Coupland, seit seinem Debüt-Erfolg "Generation X" vor 20 Jahren selbst als feinsinniger Zeitgeistdiagnostiker bekannt, gelingt ein einfühlsames Psychogramm. McLuhan, der als exzentrisch und schwierig im sozialen Umgang galt, der geschliffen reden, aber nur schlecht zuhören konnte und der mit 26 zum Katholizismus konvertierte, war in seinem Herzen ein Konservativer. Die elektronischen Massenmedien waren ihm im Grunde verhasst. Dennoch wurde er als ihr Guru gefeiert und hat wesentlich zum Verständnis unserer vollständig medialisierten Wirklichkeit beigetragen.

Liebevoll zeichnet Coupland die Wechselfälle von McLuhans privatem wie öffentlichen Lebensweg nach und skizziert anschaulich das intellektuelle und gesellschaftliche Klima, in dem er seine Theorien von den Medien als den "magischen Kanälen” entwickelte, die unser Bewusstsein umprogrammieren und uns nach dem "Ende der Gutenberg-Galaxis” wieder zurück zur oralen Stammesgesellschaft führen.

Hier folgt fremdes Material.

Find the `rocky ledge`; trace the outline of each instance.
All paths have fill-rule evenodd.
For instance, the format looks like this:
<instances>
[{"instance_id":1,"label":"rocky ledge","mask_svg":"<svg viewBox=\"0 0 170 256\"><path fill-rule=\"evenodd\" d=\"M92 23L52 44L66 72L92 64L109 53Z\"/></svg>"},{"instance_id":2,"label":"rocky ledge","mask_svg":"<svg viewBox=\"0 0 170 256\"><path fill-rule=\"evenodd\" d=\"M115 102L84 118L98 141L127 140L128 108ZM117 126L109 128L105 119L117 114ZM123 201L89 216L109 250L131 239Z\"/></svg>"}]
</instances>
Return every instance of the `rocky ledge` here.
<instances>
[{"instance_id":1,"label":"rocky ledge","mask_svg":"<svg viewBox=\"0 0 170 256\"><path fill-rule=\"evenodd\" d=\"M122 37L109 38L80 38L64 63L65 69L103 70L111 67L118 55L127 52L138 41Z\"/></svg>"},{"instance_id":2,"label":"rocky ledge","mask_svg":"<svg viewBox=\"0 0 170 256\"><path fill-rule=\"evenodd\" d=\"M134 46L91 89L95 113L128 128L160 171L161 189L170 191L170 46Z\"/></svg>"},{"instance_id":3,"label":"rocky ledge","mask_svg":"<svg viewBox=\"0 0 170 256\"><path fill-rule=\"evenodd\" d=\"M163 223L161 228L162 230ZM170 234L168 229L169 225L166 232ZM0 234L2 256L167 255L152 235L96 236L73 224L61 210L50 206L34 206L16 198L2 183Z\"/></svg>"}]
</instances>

Spielerisch webt Coupland Fundstücke aus dem Netz, McLuhan-Aphorismen, typographische Experimente und Anagramme in den Text seiner Biographie ein. Und schmiegt sich so mimetisch an die eklektische Arbeitsweise seines kanadischen Landsmanns an. Mal charakterisiert er McLuhan als "Informationslaubbläser”, dann wieder sieht er in ihm den rastlosen Visionär, immer auf der Suche nach neuen Ideen und Erkenntnissen.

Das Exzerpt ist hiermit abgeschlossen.